Even if you rented an apartment in college, doing so in the real world is vastly different. Take it from me: I lived in three different apartments in my college town and have lived in one in the big city.
I made every mistake in the book– signing too quickly, paying too much, not checking the place for basic amenities– and I’m here to help make sure you’re … well, smarter than me.
Many of us young folks have two primary financial goals in our 20s: get out of debt and start saving. That means that finding a good first apartment you can afford is crucial, which can seem a bit like a catch-22. It’s totally possible to find a place you’re in love with that fits your current lifestyle, though. Here’s what I’ve learned in the past year:
Stick to Your Budget
Most people have a general idea of how much rent costs in an area and which side of that range they’re willing to pay.

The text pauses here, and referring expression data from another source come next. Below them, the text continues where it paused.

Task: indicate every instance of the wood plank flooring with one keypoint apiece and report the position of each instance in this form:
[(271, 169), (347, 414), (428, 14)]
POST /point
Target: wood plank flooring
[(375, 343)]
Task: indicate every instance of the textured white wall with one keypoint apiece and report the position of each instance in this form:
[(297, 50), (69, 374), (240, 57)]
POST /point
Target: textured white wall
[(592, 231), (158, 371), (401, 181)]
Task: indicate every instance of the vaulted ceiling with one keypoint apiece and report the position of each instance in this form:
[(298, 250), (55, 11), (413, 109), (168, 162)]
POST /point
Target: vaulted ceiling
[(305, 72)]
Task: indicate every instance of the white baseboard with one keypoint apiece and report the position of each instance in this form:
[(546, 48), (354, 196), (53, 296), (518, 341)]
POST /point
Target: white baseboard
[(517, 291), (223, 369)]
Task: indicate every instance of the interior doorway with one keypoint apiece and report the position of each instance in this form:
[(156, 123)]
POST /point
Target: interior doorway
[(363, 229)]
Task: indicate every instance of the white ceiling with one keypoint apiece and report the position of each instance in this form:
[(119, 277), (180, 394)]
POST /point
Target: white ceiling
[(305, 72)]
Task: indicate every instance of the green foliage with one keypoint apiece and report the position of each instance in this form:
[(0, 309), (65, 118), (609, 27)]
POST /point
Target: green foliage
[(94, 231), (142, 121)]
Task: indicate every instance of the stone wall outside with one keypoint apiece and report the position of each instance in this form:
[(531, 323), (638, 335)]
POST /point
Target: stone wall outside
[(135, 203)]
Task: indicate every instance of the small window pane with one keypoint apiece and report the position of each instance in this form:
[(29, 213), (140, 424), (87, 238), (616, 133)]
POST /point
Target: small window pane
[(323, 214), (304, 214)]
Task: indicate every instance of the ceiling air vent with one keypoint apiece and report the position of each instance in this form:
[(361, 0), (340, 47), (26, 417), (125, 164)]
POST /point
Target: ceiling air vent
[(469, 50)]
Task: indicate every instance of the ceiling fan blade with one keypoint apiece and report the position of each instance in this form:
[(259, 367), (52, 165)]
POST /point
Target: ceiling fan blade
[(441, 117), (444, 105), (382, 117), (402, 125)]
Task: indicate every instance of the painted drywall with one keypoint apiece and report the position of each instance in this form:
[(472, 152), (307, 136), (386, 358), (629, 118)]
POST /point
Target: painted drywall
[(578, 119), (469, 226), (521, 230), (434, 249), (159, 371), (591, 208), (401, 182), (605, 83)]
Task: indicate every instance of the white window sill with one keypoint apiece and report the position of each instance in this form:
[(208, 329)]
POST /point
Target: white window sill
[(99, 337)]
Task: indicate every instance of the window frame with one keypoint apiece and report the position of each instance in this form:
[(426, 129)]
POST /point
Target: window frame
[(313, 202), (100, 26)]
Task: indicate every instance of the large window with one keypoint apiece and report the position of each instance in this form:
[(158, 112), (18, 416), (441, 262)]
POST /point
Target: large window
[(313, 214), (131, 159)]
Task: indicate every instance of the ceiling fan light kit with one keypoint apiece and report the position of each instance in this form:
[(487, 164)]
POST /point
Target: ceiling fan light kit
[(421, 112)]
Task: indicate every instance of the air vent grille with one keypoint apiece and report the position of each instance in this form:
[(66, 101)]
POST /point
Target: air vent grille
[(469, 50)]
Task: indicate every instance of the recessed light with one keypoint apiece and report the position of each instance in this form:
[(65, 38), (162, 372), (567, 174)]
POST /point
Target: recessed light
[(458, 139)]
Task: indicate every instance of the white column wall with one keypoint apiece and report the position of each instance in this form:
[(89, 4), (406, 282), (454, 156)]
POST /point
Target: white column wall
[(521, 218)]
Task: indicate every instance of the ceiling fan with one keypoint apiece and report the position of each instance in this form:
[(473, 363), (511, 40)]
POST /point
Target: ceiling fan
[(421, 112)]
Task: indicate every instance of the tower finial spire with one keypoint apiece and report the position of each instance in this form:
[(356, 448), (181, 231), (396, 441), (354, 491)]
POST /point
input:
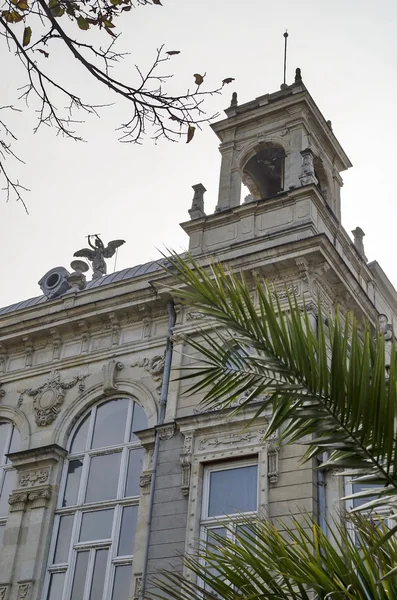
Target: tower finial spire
[(285, 56)]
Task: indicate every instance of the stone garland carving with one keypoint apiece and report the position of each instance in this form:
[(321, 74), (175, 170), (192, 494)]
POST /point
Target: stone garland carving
[(49, 397), (109, 375), (31, 478)]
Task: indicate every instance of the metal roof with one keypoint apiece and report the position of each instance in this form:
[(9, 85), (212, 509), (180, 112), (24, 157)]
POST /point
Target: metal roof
[(130, 273)]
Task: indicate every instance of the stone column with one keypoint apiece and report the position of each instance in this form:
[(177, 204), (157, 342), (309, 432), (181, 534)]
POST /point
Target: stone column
[(32, 504), (229, 179)]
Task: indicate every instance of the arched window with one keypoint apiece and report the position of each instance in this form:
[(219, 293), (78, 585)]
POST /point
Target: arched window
[(10, 441), (263, 174), (93, 538)]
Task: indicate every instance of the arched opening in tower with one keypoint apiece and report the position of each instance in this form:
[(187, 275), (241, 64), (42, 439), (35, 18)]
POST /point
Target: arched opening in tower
[(263, 174)]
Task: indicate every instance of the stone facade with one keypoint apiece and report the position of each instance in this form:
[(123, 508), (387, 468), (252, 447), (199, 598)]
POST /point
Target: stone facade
[(65, 356)]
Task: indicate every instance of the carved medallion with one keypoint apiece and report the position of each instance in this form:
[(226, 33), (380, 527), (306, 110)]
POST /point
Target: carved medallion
[(49, 397)]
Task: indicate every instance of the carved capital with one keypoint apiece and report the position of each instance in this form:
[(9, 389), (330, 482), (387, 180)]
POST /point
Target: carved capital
[(166, 432), (33, 478), (24, 588), (145, 481), (4, 591), (17, 501), (137, 587), (109, 375)]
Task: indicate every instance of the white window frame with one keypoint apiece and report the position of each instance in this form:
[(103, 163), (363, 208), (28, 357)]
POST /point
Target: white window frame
[(232, 521), (80, 508)]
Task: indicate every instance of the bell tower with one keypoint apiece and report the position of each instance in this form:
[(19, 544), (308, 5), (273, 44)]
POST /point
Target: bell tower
[(282, 149)]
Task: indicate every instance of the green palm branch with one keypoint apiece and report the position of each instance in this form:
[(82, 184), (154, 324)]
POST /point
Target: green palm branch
[(297, 563), (327, 382)]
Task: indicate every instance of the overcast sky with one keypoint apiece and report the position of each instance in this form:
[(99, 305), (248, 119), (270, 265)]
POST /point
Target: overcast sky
[(347, 51)]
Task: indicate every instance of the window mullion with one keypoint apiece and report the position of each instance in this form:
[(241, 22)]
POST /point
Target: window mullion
[(90, 571)]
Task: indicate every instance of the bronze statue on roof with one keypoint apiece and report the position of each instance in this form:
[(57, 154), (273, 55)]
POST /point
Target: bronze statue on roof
[(97, 253)]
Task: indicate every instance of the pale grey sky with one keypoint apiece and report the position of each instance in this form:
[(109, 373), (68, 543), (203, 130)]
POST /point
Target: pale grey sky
[(348, 55)]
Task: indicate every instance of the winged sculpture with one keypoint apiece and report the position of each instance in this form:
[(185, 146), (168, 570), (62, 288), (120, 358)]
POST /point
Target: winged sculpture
[(97, 253)]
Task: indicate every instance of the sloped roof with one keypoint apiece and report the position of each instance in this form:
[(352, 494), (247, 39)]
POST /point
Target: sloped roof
[(130, 273)]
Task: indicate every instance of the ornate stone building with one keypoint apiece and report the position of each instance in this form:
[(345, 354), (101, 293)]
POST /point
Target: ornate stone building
[(107, 469)]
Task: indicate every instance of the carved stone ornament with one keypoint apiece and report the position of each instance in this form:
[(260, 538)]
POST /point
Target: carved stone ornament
[(32, 478), (49, 397), (109, 375), (167, 431), (138, 587), (24, 590), (37, 498), (145, 481), (3, 592)]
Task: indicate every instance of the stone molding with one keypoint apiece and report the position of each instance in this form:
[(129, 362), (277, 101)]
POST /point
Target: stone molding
[(166, 431), (33, 478), (24, 588), (109, 375), (49, 397), (145, 481), (36, 498)]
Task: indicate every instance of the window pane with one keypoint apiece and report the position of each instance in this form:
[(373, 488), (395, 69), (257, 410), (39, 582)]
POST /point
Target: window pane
[(360, 487), (127, 531), (110, 423), (63, 539), (80, 437), (8, 485), (72, 482), (56, 586), (96, 525), (135, 463), (139, 420), (98, 579), (122, 582), (103, 477), (4, 430), (80, 573), (233, 491)]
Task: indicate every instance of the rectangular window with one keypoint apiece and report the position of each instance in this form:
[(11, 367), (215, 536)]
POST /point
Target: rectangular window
[(230, 492)]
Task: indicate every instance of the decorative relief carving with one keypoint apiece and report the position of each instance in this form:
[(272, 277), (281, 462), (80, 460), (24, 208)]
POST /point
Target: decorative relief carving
[(3, 592), (145, 481), (115, 326), (3, 362), (24, 590), (109, 375), (28, 351), (56, 344), (49, 397), (230, 440), (167, 431), (186, 462), (154, 366), (38, 498), (137, 588), (32, 478)]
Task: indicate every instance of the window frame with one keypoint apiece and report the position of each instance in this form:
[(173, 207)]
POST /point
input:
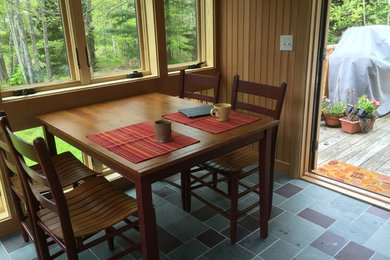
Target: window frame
[(206, 38), (76, 49)]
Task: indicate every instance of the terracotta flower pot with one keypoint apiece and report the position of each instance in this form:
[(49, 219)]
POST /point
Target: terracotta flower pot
[(332, 121), (367, 124), (350, 127)]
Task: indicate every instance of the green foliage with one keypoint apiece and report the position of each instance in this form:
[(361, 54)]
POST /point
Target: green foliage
[(181, 30), (350, 13), (336, 109), (370, 106)]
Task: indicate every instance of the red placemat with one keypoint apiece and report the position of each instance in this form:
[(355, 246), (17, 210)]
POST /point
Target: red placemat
[(136, 142), (211, 124)]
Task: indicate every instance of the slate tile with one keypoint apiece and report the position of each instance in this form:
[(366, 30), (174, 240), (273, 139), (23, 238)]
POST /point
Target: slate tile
[(190, 250), (288, 190), (385, 214), (227, 251), (210, 238), (279, 250), (316, 217), (329, 243), (13, 242), (354, 251)]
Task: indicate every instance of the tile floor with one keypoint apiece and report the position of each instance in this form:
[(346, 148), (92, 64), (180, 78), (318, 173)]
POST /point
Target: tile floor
[(308, 222)]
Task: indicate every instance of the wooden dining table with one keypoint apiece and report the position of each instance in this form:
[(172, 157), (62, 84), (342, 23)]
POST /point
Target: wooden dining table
[(73, 126)]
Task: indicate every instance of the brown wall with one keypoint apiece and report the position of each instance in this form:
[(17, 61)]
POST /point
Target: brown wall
[(249, 46)]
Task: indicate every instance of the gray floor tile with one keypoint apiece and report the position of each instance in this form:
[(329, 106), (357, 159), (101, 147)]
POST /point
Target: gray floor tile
[(168, 214), (320, 193), (279, 250), (218, 222), (329, 243), (211, 238), (288, 190), (310, 253), (13, 242), (316, 217), (186, 228), (190, 250), (294, 230), (360, 230), (355, 252), (26, 252), (379, 241), (379, 256), (379, 212), (297, 203), (227, 251), (3, 253), (255, 244)]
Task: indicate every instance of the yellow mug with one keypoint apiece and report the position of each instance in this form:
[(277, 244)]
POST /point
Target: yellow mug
[(221, 111)]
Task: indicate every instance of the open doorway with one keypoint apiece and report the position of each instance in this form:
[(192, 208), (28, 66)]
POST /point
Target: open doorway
[(358, 162)]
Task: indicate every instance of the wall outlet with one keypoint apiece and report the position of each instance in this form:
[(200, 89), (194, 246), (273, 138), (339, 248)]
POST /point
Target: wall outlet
[(286, 42)]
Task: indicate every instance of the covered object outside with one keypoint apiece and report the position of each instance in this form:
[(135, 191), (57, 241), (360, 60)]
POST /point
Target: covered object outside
[(361, 61)]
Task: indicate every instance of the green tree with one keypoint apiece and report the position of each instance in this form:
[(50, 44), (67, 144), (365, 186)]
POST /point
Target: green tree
[(349, 13)]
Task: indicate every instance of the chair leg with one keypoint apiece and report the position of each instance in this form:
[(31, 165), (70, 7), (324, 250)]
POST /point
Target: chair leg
[(233, 207), (186, 190), (215, 177), (41, 244), (110, 241)]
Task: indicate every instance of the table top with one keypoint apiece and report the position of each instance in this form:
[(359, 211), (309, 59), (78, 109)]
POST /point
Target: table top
[(74, 125)]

While that’s not a poor strategy, it can still end with a much higher monthly invoice than you can viably afford.
Calculating a specific budget that fits your salary, student loans, car payments, and other monthly expenses might be the single most important tip I can give you. Experts recommend paying somewhere between 25% and 30% of your take-home pay in rent.
If you’re new to the adult-job world, take-home pay is simply what your monthly income looks like after health insurance and taxes. For most new renters who are in entry level positions, the amount of rent you can afford might be shockingly low. I know it was for me! That’s OK.
There’s plenty you can do, from finding roommates to seeking assistance from a third party. You’d be surprised by how many nice places you can find within your price range if you really hunt them down.
Ask About Utilities
The price tag on that apartment may not be entirely accurate. Some buildings include utilities, such as heating, water, and electricity costs into your monthly bill, while some leave them for you to handle on your own.
When you add them all up, utilities are a huge expense– sometimes amounting to more than $200 per month. That makes a pretty hefty difference in your monthly budget, so make sure you know what’s up before you sign your lease.
This is especially important if you live in cold areas, where you use so much heat that your monthly bill will leave you wondering if your radiator runs on diamonds.
Double-Check Health and Safety Features
There are things about a home you’ll never even think of until you don’t have them. My current apartment is a very cute but very old building that doesn’t have any ventilation. This means that I have to have the windows open when I cook or shower, no matter what– end of story.
Had I thought to look for good ventilation, I would have chosen to live elsewhere (mold is gross, people). Other things to look for: range hoods or fans over your stovetop, fire exits, insulated walls, evenly dispersed radiators or heating vents, and an oven (no, really– some apartments don’t come with ovens).
They might seem trivial, but first and foremost, an apartment should meet adequate health and safety codes for you to live there.
Look For Laundry
Another amenity many buildings don’t come with: laundry machines. Once you’ve established where (and if) there is laundry on the premises, there are a few questions you should ask.
Is laundry free? If they cost money, are they coin operated or can you use a preloaded card? Last, but not certainly not least, is the laundry area safe and secure?
Think About Your Furry Friends
Do you have any pets or want them in the near future? Double-check your lease for pet regulations. Slipping a pet in under your landlord’s nose is never a good– he or she will find out and fine you.
Many apartments are pet friendly, so if you tour one that’s not, don’t sweat it– you’ll find one eventually!
Factor in Your Commute
You’ve likely already done your research on neighborhoods, but there’s something else you should consider when choosing a location: proximity to work. Anything longer than an hour (after factoring in traffic and train schedules) can get really draining. If you can keep your commute somewhere around 30 or 45 minutes, you’ll be much happier in the long run.
Ask About Air Conditioning
“Oh, it won’t be that bad to just use a fan,” I said. “I’ll just leave the windows open,” I said. I lived in one apartment without an air conditioner, melted into a puddle and vowed to never again make the same mistake.
I cannot stress this enough, my friends. Make sure you have cold air flow in your apartment. Do it for me.
Check For Preexisting Problems
Before filling out your application, check out every nook and cranny of your apartment for problems. Holes in the baseboards can mean bugs and mice, while cracks in the window will render your apartment relatively uninsulated. Make sure all the burners on the stove are working and that there are no water stains (indicating past leaks) on the ceiling.
Take Deep Breaths
When you’re moving to a new, exciting city, it’s easy to jump the gun and sign up for the first thing that seems like it will work. Apartments go fast in popular areas, after all! It’s important to remember that you really have to live here, though.
Going through all these steps may seem tedious, but they help make sure that your first year out on your own is comfortable and fun.
Getting started in a new city is already difficult– finding yourself struggling to pay rent and battling mold (true story), makes it even harder. Be patient while you’re on the hunt for you first apartment– you’ll be glad you were!